Everyone knows Japanese moviegoers don’t care for comedies — they get plenty of laughs for free on the tube and don’t feel like paying for them in the theater. Everyone also knows Japanese like the security of seeing familiar stories and characters on the screen — thus nearly every mainstream film here is based on a hit property from another medium, be it a novel, comic or game.

And now everybody knows that all the above is untrue, at least when it comes to “Suite Dreams,” Koki Mitani’s comedy based on his original script about frantic preparations for New Year’s Eve at a luxury hotel. Twelve days after its Jan. 14 release, the film recorded its 1.5 millionth admission, a start on par with that achieved by “Crying Out for Love in the Center of the World,” the weepy romantic drama that went on to gross ¥8.5 billion ($74 million) in 2004. “Suite Dreams” may not reach this dizzying height — distributor Toho is aiming for a gross of $43.5 million — but it is definitely the biggest B.O. smash of Mitani’s three films as a scriptwriter-director.

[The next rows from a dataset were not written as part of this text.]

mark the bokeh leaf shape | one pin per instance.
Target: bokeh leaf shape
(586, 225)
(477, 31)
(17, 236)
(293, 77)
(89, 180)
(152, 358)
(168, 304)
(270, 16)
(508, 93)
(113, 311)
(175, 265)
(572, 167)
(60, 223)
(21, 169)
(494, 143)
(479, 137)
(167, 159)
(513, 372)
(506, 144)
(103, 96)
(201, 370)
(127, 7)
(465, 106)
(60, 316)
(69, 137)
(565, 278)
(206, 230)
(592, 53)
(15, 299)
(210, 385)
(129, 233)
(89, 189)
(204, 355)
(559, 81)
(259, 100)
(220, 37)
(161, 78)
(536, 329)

The reason for this success, Mitani says, is simple: “The audience has become used to enjoying my style of comedy. I’m now reaping what I’ve sowed.” Over a two-decade career, Mitani has written scripts for plays, TV dramas, his own films (“Welcome Back, Mr. McDonald,” “Our House”) and films directed by others (“The Gentle 12,” “The University of Laughs”) that delight in snappy dialogue, brisk exposition and clockwork plots with an air of adult sophistication.

In the process he has taken much inspiration from the giants of old Hollywood — Billy Wilder is a special favorite. “Suite Dreams” owes much to the 1933 MGM classic “Grand Hotel,” from its setting to its multiple storylines, though Mitani insists he was “attracted more by the ‘Grand Hotel’-type of story than by ‘Grand Hotel’ itself … It’s something I wanted to try as scriptwriter at least once.”

In filming “Suite Dreams,” however, Mitani didn’t have the luxury of a lengthy prep time — “We rehearsed (scenes) in the morning and shot them in the afternoon,” he commented — which makes the film’s intricate, flawless staging and camerawork all the more remarkable. Connecting all the various plot threads is the hotel deputy manager played by Koji Yakusho, the film’s biggest international name for his turns in “Memoirs of a Geisha” and “Shall We Dance?” “I knew that Yakusho could do anything — that’s why I asked him to play this master-of-ceremonies role in the film,” Mitani said.

“Suite Dreams” is obvious remake material — deliberately so. “I’m always thinking about a remake when I write a film script,” Mitani comments. And Mitani would frankly be interested helming the Hollywood version himself. “I’d like to see the American audience’s reaction,” he says. Also, he feels that Hollywood would better appreciate a scriptwriter who actually comes up with his own ideas: “In Japan no one understands the difference between original screenplays and adaptations … Unfortunately, I don’t see that changing anytime soon.”